With age comes various problems that negatively impact one’s health and fitness. Regardless of how you feel about it, you must accept that aging is a fact of life. Osteoporosis, for example, has harmed more than 10 million Americans. Osteoporosis is a disease that causes bone mass to decline and bone tissue to be lost. “Porous bones” or “holes in bones” are the literal translations of the word. Isn’t that a little harsh, isn’t it?

Osteoporosis is a condition in which the bones in your body gradually thin out. Bones that are fragile and easily fractured are the product of this process. Osteoporosis patients are more likely to have hip and spine fractures. It is extremely detrimental to their health and fitness if they suffer an injury in these areas.

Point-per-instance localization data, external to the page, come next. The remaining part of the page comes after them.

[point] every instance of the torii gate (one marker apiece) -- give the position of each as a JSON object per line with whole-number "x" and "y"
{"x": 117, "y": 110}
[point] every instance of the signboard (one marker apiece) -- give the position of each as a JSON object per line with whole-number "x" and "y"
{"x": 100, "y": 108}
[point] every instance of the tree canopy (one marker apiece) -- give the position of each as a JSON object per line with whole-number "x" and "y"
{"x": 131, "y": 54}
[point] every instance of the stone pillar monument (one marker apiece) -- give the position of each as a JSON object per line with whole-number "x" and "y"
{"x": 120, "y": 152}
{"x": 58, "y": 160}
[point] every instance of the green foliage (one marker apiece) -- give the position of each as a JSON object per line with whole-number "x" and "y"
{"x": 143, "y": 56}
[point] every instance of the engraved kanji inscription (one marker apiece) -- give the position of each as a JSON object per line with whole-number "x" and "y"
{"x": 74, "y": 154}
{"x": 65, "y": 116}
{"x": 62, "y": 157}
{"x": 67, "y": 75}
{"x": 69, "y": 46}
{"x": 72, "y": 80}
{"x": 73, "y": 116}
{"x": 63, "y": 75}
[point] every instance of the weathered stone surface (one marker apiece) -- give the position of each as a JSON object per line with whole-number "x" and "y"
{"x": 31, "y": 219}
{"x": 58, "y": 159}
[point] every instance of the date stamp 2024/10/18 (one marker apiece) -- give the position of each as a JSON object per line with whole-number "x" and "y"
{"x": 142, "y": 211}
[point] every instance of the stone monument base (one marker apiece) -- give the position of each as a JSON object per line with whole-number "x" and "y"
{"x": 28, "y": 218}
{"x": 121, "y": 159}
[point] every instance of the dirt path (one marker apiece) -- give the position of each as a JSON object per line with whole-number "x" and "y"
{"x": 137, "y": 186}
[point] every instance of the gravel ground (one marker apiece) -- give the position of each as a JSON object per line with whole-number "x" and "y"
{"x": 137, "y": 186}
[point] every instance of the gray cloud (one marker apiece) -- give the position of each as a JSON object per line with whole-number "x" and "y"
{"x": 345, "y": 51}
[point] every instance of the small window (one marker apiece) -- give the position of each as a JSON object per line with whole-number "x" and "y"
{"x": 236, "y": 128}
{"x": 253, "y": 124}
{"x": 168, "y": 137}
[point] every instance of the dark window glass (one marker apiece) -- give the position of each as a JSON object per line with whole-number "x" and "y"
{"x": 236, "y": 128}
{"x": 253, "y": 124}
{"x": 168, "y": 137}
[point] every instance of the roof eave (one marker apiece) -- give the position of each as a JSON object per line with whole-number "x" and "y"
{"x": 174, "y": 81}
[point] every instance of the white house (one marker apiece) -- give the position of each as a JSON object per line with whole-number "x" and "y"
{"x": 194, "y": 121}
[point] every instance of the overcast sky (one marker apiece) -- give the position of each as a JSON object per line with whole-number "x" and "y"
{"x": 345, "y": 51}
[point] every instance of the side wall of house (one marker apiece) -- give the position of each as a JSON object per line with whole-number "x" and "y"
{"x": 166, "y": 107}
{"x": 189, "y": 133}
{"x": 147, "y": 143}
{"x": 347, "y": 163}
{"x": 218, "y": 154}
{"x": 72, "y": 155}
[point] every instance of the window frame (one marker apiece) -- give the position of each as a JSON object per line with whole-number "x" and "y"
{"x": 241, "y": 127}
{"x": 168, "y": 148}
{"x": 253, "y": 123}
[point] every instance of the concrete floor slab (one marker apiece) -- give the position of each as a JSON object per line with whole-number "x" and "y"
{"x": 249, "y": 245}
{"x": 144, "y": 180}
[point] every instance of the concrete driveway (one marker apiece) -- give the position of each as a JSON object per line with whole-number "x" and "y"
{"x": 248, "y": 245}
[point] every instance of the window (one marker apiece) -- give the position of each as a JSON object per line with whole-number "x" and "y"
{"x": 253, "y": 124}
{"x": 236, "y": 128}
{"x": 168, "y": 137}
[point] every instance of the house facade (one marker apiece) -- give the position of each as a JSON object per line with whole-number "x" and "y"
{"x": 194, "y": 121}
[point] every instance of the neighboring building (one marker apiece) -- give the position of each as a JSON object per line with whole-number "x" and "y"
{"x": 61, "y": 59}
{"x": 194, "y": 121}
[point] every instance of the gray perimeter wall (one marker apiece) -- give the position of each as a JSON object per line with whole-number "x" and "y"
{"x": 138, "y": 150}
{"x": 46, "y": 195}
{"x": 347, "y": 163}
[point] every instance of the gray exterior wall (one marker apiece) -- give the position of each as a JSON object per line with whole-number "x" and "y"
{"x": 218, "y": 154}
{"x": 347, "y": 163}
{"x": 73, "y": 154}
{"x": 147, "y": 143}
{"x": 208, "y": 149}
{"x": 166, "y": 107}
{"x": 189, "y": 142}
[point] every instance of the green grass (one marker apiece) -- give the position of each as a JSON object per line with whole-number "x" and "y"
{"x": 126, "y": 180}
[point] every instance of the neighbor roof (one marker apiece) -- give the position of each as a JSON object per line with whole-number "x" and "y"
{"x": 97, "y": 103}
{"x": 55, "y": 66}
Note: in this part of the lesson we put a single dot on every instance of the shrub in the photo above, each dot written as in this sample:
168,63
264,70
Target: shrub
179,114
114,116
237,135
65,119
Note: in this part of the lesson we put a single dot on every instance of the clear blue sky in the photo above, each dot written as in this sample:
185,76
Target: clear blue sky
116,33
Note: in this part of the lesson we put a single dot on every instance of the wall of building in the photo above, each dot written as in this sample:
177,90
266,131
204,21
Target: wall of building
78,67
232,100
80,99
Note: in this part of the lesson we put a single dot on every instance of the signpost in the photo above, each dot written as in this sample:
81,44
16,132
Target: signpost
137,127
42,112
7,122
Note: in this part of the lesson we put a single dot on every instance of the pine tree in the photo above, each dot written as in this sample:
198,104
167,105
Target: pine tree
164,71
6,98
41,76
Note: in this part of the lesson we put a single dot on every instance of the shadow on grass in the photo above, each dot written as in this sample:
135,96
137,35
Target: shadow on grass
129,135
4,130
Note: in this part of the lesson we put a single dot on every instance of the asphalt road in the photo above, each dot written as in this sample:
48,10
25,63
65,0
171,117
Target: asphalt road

As a result of the effects of osteoporosis, many patients are hospitalized for a long amount of time after suffering an injury.

Osteoporosis affects 10 million Americans, but studies reveal that an additional 34 million people are at risk of developing the disorder as they get older because they have inadequate bone mass (according to the National Osteoporosis Foundation). It is estimated that by 2025, osteoporosis-related fractures will have cost the nation $25 billion, according to these same researches. Osteoporosis is commonly thought of as a disease that exclusively affects the elderly, yet this is far from the truth. While it is true that the disease’s symptoms don’t begin to appear until people are 50 or older, the ailment can begin much younger.

What is the underlying cause of this debilitating and common condition? Bones are made up of cells, much like the rest of your body. Bone is formed and destroyed by these cells. As a way of thinking about it, bones are constantly rebuilding. The extracellular matrix is where this process takes place. The strength of one’s bones is determined by the composition of this matrix. Bone strength and density peak at the age of 30. This is where the slow loss of bone mass and density, leading to osteoporosis and other serious conditions, begins.

In spite of the inevitable weakening of one’s bones, osteoporosis can be prevented by taking certain precautions. Making the decision to improve your health and fitness is an important part of preventing osteoporosis. Bone loss can be slowed by exercising in a way that requires you to work against the pull of gravity. Force is imparted to the bone when one engages in strength training. New bone production is stimulated as a result. In other words, regular exercise promotes bone mass in addition to muscular health and fitness!

What kind of workouts are we referring about in this context? Weightlifting with dumbbells, rubber tubing, kettle bells, or any of the machines at a gym is an example of strength training. A personal trainer can help you figure out what workouts are right for you. Depending on your body type and current life circumstances, he or she will direct you toward the most beneficial activities.

Osteoporosis can be prevented by increasing bone density through regular exercise. Make an investment in your health and fitness no matter how old you are. Making a small investment of time and energy now will help you avoid future physical ailments, allowing you to live a better and longer life.